Tagore’s elaboration of the relationship between mother and child analogously highlights a crucial facet of the divine-human līlā of love – only by being born as a separate being can the child re-turn to its mother in love. So too has God gifted us each an irreducible “I,” without which we could not enjoy the modality of relationship: the play of love needs two distinct players. Tagore thus articulates the paradoxical fullness attained in and through renunciation (tyāg),[95] instantiated by the baby who “renounces” the shelter of the womb for the freedom of loving relation. Just as the child attains its mother when it leaves her womb, so too, when we are “parted” from God in God’s world-generating līlā, we become “free to see [His] face.”[96] In short, God’s spontaneous delight is in engaging us freely in the play of love, and it is in and through our own free re-turnings to God that this līlā is fulfilled: “if His bliss had not been manifested in me then I would never have existed.”[97]
Echoing Iqbal’s exhortation to qualify oneself with the divine qualities, Tagore affirms that we must resemble or become like the One with whom we seek union (tar matan hote hobe) by freely giving ourselves in love to the divine.[98] Our love thus has the character of a self-offering – God must wait for our will to attune itself with His own, for in the domain of love, where we meet God as collaborators, there can be no compulsion.
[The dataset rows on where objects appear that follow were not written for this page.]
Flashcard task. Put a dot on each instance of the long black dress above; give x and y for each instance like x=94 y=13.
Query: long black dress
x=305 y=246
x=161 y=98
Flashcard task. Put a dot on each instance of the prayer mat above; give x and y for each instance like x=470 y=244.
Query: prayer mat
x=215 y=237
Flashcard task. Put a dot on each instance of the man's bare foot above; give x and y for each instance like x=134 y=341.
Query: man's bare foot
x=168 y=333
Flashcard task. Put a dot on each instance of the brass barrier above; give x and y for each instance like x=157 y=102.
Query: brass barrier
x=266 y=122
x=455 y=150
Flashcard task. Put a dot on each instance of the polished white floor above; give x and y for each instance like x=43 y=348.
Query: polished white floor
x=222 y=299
In the “second birth” that marks the human being’s appearance on the stage of God’s vibrant līlā, God is Himself “awakened” to the joy of spiritual partnership, just as we too are called on to “awaken” our dormant love and realize that the divine bliss utterly enfolds us.[99]
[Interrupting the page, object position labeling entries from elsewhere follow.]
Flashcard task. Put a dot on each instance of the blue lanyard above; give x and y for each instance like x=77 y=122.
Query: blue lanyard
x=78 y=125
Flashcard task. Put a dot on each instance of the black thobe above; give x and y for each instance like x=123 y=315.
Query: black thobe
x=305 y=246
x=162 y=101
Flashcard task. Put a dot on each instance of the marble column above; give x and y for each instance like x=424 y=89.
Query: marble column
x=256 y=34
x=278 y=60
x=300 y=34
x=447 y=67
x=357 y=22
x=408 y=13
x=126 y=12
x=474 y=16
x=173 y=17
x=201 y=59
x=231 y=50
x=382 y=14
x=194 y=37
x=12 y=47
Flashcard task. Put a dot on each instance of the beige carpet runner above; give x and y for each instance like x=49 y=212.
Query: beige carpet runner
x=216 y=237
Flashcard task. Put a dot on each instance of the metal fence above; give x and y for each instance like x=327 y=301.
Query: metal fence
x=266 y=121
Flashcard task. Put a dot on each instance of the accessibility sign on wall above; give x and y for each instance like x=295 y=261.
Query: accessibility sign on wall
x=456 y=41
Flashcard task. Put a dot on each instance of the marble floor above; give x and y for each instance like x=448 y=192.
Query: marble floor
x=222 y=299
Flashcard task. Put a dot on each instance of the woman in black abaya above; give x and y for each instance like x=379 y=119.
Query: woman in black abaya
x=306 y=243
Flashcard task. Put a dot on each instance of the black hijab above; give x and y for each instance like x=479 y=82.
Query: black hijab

5 Embodying Love’s Truth: The Artist as Witness and Respondent to God
5.1 Iqbal: The Poetic as Inheritor of the Prophetic
We have traced, then, the theological routes by which Iqbal and Tagore render a) the world as God’s dynamic domain of self-disclosure; b) the human being as creative associate or “partner” with God; and c) love as the existential force that binds the human and the divine in an intimate entanglement. In this final section, we turn to the theological aesthetics of both figures. As we will see, for both of our poets, it is supremely the artist who has “awakened” to the call of divine truth and has sought to respond in kind by mirroring the creative love that is the warp and weft of the cosmos.
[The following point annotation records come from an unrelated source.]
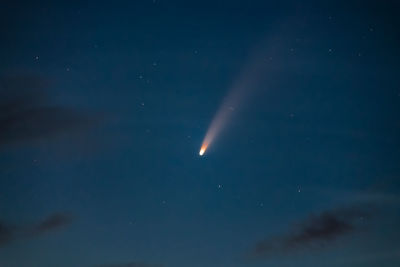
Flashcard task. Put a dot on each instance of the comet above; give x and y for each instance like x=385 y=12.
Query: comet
x=250 y=77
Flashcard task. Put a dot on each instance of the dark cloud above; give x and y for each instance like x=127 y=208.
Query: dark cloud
x=27 y=112
x=315 y=231
x=128 y=264
x=52 y=222
x=9 y=234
Across his writings, Iqbal articulates this sacramental function of artistic creation by setting forth a quite radical parallelism between poetry and prophecy. If, as we saw earlier, to be humanly creative at all is to partake of, or share in, the divine creativity, the poetic vocation more specifically represents for Iqbal an “inheriting” of the function of prophecy. In his poem Sham’a aur Shā’ir (The Candle and the Poet), the idiom of taking a part or share appears in Iqbal’s affirmation (voiced here through the candle) that poetry (shā’irī) is a part (juzv) of prophecy (paygambarī).[100] Elsewhere, in the Jāvīdnāma, Rūmī declares that if poetry strives towards the upbuilding of human persons (ādam-garī), it becomes the heir of prophecy (wāris-i paygambarī).[101] In what sense might poetry be said to partake of prophecy?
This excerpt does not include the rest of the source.